Around three thousand protesters set out from Cairo's Sayida Zeinab Mosque on Monday afternoon towards the Shura Council, the upper house of Egypt's parliament, which is currently endowed with full legislative powers.
The march, which marks the second anniversary of Egypt's 28 January 2011 'Friday of rage,' is meant to protest the recent death of dozens of protesters in clashes with security forces across the country and to demand the suspension of Egypt's newly-approved constitution and the dismissal of the cabinet.
The country has seen nationwide protests and clashes since Friday, the January 25 Revolution's second anniversary, which have left at least 50 dead and hundreds injured.
Leading the march is renowned leftist activist Kamal Khalil, who chanted anti-Muslim Brotherhood slogans and demanded "vengeance for the martyrs."
"We are not going to leave it to Badie," protesters chanted in reference to Muslim Brotherhood leader Mohamed Badie.
Activist Alaa Abdel-Fattah told Ahram Online that the march was meant to protest the Brotherhood's perceived monopolisation of state institutions.
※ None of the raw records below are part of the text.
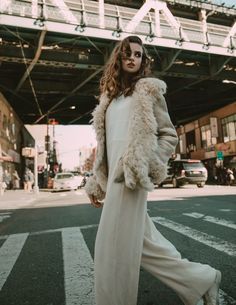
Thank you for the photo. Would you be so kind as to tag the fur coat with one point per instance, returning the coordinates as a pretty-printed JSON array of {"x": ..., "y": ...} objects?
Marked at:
[{"x": 151, "y": 136}]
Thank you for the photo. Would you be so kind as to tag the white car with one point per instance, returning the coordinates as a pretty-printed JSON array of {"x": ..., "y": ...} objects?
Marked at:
[{"x": 65, "y": 181}]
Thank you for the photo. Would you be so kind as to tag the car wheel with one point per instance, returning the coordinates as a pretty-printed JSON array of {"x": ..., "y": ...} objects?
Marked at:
[{"x": 175, "y": 183}]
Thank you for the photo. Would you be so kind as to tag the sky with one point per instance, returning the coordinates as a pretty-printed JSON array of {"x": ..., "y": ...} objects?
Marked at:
[{"x": 70, "y": 140}]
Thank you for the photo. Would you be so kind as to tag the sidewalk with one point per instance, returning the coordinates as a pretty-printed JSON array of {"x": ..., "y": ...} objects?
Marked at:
[{"x": 10, "y": 198}]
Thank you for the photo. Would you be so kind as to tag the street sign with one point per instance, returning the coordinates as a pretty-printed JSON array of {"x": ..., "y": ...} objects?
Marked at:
[{"x": 219, "y": 155}]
"We want to stop the Brotherhood's attempts to take over state institutions… and pass illegitimate laws through them," said Abdel-Fattah.
"And now Morsi has reinstated the emergency law, which reflects his failure as a legitimate democratic leader," he added.
On Sunday, President Morsi declared a state of emergency in three canal cities – Port Said, Ismailia and Suez – where violence erupted over the weekend. He also declared a night-time curfew in the three cities.
Also present at Monday's protest were members of the Revolutionary Socialists, the Socialist Popular Alliance and the National Association for Change.
Meanwhile, members of the 6 April youth movement held up trash bins as shields bearing the word 'Peaceful.'
"We want freedom. We want to get rid of Morsi and the Muslim Brotherhood," Amr, a masked 14-year-old member of Egypt's 'Black Bloc,' told Ahram Online.
Hisham Sabra, a protester and consulting engineer, told Ahram Online that Monday's protests were "a chance for freedom to be gained and a democratic stable Egypt."
"We were naïve...we used to have a semi-military dictatorship. Now we have a theocratic dictatorship, which is more dangerous," added Sabra.
Sabra went on to criticise Morsi's Sunday night speech, describing it as "a miserable one." He praised the National Salvation Front (NSF) opposition group's decision to boycott the president's calls for dialogue.
On Monday afternoon, the NSF announced its rejection of Morsi's invitation to dialogue, describing it as a "façade" that would not benefit Egyptians.
Meanwhile, according to the ministry of interior at least four policemen and seven conscripts have been injured in the ongoing clashes near Tahrir square.
Also, two police officers were killed in the city of Port Said while one conscript was killed in Suez.